O filme do Vinícius
Re-assisti algumas vezes por aqui também o filme do Vinícius de Moraes, lançado em 2005. Se você o assiste permitindo-se ser tomado por emoções fortes, você consegue isso a todo instante. Vale a pena assistir e re-assistir o filme quando se está à flor da pele.
Teria várias coisas a comentar sobre o filme, mas teve uma frase dita por Ferreira Gullar, citando T. S. Eliot que me serviu como carapuça.
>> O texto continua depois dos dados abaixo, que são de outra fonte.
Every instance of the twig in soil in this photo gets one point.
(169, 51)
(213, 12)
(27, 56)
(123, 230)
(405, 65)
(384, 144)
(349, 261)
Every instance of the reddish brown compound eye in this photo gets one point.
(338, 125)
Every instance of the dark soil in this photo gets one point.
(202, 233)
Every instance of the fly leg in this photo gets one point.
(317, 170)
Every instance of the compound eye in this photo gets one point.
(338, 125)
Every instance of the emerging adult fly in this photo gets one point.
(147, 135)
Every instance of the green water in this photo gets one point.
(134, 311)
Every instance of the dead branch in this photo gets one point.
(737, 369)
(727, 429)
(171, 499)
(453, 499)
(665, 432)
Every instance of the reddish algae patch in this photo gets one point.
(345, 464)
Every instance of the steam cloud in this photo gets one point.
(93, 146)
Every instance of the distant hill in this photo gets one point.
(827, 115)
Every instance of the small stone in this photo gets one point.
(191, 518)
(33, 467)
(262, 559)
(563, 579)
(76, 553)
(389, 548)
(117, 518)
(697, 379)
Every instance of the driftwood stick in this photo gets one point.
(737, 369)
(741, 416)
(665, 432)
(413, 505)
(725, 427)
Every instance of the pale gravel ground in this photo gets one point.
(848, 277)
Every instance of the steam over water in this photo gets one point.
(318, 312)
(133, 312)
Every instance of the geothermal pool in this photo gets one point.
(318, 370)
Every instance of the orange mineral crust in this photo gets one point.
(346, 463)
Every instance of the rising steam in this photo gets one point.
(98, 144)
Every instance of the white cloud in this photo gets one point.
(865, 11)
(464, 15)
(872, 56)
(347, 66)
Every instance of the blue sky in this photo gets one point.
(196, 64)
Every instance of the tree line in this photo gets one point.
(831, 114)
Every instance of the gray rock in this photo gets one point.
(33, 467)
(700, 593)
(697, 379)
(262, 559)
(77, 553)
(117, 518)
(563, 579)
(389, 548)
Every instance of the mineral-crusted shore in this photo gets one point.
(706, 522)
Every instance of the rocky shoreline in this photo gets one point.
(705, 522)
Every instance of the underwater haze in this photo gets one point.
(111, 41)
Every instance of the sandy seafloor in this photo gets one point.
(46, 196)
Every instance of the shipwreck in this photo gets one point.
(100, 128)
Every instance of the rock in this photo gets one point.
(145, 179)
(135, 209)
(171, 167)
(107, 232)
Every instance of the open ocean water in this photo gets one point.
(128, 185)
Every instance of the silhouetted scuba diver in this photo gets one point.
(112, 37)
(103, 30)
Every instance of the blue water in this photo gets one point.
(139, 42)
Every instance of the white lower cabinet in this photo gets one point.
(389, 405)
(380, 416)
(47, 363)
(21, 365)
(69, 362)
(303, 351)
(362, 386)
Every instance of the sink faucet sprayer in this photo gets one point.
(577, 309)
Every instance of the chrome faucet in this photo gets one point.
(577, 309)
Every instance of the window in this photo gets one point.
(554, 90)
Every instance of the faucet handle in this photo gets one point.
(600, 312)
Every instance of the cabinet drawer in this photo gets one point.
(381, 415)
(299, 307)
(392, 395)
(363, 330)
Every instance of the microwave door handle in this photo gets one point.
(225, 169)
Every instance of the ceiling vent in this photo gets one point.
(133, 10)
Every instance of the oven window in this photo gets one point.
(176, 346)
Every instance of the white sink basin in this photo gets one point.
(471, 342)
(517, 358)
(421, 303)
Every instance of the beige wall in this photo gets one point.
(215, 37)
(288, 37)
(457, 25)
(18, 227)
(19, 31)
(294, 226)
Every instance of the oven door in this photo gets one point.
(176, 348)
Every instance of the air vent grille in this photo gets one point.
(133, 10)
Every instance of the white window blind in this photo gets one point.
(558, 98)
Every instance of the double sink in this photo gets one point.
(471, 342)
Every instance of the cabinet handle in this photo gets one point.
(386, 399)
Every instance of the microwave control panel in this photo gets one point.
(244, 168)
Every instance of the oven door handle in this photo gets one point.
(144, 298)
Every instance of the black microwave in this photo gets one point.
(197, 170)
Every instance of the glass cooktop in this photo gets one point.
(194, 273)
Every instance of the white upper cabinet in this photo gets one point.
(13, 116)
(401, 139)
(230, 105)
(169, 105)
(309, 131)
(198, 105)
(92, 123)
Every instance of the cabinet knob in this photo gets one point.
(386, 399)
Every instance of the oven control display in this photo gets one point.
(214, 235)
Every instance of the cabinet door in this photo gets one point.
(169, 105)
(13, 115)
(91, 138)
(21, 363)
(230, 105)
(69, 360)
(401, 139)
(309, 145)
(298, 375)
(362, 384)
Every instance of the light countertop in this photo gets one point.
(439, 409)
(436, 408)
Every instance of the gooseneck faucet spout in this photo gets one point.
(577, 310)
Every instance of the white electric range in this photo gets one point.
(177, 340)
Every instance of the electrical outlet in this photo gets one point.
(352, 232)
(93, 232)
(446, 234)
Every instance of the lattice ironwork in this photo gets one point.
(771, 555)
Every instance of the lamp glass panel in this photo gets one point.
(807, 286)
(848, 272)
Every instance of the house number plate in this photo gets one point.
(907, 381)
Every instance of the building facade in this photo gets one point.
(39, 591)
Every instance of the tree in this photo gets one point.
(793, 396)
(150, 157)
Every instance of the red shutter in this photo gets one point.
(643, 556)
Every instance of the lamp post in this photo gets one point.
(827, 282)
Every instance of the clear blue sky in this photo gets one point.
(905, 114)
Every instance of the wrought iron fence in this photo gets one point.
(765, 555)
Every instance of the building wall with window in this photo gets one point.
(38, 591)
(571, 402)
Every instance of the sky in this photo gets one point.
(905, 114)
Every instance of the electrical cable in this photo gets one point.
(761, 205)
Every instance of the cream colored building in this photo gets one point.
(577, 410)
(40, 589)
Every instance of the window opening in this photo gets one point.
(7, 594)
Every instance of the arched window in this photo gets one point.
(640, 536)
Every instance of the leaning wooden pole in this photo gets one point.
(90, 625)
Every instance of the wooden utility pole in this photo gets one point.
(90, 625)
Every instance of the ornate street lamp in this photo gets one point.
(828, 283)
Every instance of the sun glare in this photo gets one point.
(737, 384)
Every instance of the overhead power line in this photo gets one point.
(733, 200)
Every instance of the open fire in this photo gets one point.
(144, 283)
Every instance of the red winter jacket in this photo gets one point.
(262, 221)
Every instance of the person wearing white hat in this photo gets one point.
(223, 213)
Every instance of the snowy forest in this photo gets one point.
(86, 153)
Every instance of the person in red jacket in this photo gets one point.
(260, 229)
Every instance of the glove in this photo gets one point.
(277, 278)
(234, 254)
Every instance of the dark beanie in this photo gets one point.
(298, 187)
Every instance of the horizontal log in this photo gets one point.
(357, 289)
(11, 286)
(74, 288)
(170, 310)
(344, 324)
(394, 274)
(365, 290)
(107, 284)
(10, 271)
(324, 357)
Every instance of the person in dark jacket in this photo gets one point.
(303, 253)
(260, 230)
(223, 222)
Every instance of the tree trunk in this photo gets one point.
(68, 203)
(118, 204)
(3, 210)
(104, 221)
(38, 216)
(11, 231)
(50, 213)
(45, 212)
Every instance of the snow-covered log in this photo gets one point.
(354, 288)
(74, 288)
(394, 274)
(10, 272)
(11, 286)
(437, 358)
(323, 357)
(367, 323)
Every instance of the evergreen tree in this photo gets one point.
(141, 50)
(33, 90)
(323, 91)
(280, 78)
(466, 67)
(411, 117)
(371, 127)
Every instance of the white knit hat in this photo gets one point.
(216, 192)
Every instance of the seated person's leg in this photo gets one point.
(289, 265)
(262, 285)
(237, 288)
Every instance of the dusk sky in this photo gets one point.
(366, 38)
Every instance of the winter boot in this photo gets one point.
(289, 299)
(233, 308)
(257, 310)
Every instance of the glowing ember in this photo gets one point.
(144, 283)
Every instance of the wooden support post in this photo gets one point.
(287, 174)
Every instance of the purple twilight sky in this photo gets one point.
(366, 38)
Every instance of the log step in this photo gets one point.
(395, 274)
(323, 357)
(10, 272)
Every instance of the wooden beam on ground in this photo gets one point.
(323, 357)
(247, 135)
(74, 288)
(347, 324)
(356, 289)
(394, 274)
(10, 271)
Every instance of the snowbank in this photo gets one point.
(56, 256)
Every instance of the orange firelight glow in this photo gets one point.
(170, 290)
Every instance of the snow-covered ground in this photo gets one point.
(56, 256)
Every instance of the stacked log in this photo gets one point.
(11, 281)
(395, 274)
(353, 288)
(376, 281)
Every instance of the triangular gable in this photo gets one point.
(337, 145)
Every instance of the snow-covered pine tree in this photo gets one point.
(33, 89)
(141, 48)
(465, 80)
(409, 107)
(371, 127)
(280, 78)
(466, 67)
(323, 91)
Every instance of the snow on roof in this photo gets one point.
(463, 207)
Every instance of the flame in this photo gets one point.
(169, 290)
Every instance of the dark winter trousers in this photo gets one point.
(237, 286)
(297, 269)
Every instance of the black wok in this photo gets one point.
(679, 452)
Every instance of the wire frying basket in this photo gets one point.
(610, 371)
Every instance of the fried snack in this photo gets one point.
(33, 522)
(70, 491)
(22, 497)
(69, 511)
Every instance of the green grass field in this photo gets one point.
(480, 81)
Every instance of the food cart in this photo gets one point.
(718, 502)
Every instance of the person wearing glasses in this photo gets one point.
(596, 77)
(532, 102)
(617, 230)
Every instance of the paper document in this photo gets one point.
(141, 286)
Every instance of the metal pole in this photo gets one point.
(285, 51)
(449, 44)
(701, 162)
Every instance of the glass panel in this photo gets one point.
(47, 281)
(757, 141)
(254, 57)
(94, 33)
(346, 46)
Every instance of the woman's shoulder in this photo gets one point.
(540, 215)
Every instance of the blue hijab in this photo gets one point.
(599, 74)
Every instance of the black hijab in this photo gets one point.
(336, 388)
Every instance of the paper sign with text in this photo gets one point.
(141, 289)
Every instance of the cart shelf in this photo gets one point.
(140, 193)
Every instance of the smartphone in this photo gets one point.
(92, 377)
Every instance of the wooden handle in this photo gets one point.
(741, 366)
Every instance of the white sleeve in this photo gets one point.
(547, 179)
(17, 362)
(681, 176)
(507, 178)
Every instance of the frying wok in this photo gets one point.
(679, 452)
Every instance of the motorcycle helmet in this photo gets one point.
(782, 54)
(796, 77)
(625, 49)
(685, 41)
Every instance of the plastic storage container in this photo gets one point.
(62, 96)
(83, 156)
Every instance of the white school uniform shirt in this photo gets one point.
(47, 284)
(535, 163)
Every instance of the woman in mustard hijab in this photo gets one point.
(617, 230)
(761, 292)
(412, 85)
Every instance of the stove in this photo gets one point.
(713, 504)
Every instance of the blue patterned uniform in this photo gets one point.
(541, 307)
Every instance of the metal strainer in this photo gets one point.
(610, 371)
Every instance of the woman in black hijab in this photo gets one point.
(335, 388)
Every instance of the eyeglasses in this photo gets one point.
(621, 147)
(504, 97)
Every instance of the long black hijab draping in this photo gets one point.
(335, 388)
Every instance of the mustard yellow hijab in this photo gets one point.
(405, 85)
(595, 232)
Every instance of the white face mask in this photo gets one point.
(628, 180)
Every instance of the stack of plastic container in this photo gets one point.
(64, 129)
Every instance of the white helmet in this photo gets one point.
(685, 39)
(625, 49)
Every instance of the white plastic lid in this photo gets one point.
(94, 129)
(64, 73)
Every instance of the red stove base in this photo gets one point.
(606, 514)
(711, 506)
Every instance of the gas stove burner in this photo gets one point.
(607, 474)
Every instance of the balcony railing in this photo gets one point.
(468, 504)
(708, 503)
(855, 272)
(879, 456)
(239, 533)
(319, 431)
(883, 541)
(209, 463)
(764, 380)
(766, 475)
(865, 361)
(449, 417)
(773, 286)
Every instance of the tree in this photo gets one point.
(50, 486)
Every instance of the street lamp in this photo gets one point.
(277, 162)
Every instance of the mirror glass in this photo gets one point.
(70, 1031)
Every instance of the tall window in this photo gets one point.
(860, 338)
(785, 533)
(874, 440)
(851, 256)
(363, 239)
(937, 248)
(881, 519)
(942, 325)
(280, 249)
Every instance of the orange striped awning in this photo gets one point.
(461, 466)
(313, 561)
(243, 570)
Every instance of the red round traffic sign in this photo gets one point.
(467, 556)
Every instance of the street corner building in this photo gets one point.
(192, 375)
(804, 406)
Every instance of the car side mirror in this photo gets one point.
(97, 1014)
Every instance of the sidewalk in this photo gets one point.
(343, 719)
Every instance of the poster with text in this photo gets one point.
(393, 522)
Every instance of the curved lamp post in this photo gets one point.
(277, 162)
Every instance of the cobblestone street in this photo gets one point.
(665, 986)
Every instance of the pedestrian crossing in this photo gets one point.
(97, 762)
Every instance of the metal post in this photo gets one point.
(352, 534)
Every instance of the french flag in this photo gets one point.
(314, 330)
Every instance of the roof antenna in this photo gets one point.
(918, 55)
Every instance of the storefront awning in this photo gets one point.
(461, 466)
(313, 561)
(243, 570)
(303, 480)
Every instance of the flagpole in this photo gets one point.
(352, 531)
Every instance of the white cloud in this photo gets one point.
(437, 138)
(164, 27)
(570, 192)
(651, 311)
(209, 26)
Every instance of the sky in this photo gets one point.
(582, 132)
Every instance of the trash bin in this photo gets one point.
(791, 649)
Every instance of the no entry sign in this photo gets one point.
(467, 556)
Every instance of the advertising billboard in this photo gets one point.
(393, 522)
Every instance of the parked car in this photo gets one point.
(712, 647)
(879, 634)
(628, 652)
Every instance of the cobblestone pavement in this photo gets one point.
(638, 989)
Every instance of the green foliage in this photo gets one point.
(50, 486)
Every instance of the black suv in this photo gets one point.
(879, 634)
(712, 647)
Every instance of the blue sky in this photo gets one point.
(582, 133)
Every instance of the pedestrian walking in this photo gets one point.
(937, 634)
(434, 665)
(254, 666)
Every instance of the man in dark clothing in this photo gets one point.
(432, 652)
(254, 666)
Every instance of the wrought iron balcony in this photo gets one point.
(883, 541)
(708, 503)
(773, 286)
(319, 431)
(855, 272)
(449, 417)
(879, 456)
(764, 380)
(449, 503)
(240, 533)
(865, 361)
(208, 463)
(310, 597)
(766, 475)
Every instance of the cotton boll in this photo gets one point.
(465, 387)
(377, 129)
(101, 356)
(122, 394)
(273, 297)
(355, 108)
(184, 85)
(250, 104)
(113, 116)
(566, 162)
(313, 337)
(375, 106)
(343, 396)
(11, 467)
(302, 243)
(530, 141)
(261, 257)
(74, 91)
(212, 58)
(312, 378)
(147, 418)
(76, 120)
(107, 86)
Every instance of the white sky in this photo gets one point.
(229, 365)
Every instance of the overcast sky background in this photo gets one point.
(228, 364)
Depois de comentar como Vinícius era mesmo um sujeito que vivia com a emoção sempre à flor da pele, chorando por diversas vezes ao se lembrar de certos amigos e tal, Gullar se lembra desta frase de Eliot: "o poeta escreve para se livrar das emoções". "O poeta quer se livrar daquilo, ele quer se libertar, fique pra você esta emoção porque eu não aguento, fique pra você!", dizia Gullar. Neste mesmo toque de caixa, vale dizer que sempre que estou agonizado e com dúvidas existenciais, gosto de escrever. Isso me permite exatamente racionalizar o sentimento, analisá-lo friamente e, de certa forma, permite-me desfazer dele. Sinto isso muitas vezes depois de escrever um texto ou uma poesia, que meu sentimento agora se acalmou um pouco. Escrever nos livra dos sentimentos fortes. E um grande poeta como Vinícius certamente tinha sentimentos muito fortes para se livrar e talvez por isso tenha sido tão grande como foi, na poesia e na música popular.
Particularmente me vem à cabeça agora outra parte do filme onde se comenta sobre um jovem negro que teria assobiado para uma garota branca e sido morto a tiros por policiais, talvez na África do Sul. Isso aí me chocou muito e me fez refletir também sobre como esta sociedade é mesmo uma coisa escrota.
Deveria ter anotado mais coisas neste caderno sobre o filme, pois lembro que me emocionei muito nas últimas vezes em que o assisti.